TokenSquirrel is a tool you should think about for about ninety seconds a week. Maybe two minutes if your habits got messy. You don’t need a dashboard for that. You don’t need a daily email reminding you the dashboard exists. You need the tool to do its thing and then leave.

So that’s what the nudge is for. When you first run it, it asks: can I install a tiny hook in your Claude Code config so I can tap you on the shoulder in a week? You say Y or n. If you say Y, here’s what happens:

  • A week passes. You don’t think about TokenSquirrel.
  • You open Claude to do whatever real work you actually opened it for.
  • Claude mentions, in one short line in its own voice, that the squirrel was wondering whether your habits stuck.
  • You either run the audit, or you don’t. The squirrel goes back up the tree.
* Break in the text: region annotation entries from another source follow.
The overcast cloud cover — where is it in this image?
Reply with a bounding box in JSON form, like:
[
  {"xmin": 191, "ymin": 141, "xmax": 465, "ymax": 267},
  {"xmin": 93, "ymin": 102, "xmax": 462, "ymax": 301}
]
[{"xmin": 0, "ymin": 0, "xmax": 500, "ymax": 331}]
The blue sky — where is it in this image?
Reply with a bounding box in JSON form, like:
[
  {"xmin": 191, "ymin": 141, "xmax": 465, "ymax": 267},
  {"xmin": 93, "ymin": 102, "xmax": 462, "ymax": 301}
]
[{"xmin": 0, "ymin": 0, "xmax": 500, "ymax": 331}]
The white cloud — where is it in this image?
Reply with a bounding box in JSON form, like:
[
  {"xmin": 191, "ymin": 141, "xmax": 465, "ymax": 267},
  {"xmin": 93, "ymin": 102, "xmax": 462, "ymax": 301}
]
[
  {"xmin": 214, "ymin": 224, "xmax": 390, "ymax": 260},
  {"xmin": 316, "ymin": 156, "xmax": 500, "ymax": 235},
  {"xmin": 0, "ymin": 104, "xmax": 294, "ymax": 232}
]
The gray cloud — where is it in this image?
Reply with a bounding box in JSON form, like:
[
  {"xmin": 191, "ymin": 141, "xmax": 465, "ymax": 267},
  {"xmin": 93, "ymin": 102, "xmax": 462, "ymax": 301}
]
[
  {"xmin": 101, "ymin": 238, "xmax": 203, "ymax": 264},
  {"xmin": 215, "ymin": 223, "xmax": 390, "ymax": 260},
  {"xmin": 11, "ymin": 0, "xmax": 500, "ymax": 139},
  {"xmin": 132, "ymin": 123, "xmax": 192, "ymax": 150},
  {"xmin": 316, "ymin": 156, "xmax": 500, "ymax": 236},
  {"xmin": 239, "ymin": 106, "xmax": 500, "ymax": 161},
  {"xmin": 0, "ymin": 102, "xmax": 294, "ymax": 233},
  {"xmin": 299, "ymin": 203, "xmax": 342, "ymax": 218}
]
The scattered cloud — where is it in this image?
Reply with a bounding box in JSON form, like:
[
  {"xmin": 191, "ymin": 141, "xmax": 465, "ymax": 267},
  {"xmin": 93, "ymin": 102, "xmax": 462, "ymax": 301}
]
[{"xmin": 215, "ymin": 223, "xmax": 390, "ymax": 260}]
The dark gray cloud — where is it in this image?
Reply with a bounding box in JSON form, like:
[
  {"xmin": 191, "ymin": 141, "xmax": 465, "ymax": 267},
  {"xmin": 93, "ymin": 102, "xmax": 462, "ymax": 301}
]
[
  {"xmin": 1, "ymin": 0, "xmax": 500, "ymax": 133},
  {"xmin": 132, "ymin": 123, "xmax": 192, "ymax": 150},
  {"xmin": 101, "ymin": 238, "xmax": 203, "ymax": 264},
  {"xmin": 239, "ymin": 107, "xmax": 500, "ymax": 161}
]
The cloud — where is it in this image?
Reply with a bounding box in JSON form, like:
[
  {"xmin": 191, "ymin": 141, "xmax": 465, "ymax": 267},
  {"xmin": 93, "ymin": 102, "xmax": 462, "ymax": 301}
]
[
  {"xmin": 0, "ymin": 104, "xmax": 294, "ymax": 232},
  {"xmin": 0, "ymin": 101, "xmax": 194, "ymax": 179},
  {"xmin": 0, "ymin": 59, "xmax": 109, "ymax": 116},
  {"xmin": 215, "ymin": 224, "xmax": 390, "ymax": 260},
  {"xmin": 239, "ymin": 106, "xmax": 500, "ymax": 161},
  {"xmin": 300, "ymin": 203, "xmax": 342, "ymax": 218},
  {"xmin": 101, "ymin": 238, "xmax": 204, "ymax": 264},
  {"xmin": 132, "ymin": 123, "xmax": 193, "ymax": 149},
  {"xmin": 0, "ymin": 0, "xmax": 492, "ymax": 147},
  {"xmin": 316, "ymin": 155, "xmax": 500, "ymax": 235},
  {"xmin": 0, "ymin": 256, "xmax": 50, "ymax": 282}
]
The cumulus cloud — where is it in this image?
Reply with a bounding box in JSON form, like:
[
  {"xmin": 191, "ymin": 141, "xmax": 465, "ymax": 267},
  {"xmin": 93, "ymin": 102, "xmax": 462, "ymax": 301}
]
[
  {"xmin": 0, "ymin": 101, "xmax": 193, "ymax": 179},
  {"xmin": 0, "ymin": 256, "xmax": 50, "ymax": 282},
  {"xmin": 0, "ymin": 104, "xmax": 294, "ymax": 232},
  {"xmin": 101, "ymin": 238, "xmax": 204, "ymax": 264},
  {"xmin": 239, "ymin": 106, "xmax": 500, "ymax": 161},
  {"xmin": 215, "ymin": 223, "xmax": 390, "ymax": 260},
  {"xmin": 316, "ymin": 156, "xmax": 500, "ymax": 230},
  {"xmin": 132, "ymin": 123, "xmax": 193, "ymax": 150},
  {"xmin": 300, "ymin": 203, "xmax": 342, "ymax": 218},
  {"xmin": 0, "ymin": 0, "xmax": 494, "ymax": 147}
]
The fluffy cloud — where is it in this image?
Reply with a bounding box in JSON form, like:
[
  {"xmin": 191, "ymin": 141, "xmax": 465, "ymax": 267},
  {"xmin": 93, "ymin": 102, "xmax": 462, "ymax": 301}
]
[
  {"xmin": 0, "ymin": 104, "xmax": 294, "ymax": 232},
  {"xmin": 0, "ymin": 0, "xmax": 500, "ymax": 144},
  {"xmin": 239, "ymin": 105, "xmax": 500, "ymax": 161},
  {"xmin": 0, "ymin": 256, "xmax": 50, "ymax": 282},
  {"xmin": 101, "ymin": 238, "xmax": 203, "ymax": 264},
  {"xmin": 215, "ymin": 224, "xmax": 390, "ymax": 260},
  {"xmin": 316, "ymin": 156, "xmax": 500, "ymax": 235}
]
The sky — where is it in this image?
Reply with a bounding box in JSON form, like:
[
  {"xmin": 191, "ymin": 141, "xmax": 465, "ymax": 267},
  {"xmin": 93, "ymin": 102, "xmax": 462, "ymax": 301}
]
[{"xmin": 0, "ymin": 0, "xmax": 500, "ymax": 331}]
That’s it. No notification. No email. No “engagement loop”. No background process eating your battery. The squirrel lives in the tree. You go about your day. Every so often it drops an acorn on your head.

What it doesn’t do

No account. No telemetry. No background daemon. Nothing leaves your machine — same as it was at 0.5.0, same as it always will be. If you uninstall the nudge with npx tokensquirrel claude --uninstall-nudge, the hook is gone, no traces. If you uninstall TokenSquirrel itself, there’s nothing left at all.

If the nudge ever gets annoying — say no when it asks. Say no on day three by uninstalling. The escape hatches are first-class.

The whole onboarding

npx tokensquirrel

Say Y to the nudge if you want it. That’s the entire thing. No signup, no second command, no setup wizard.

See you in a week. Or don’t. The squirrel doesn’t mind either way.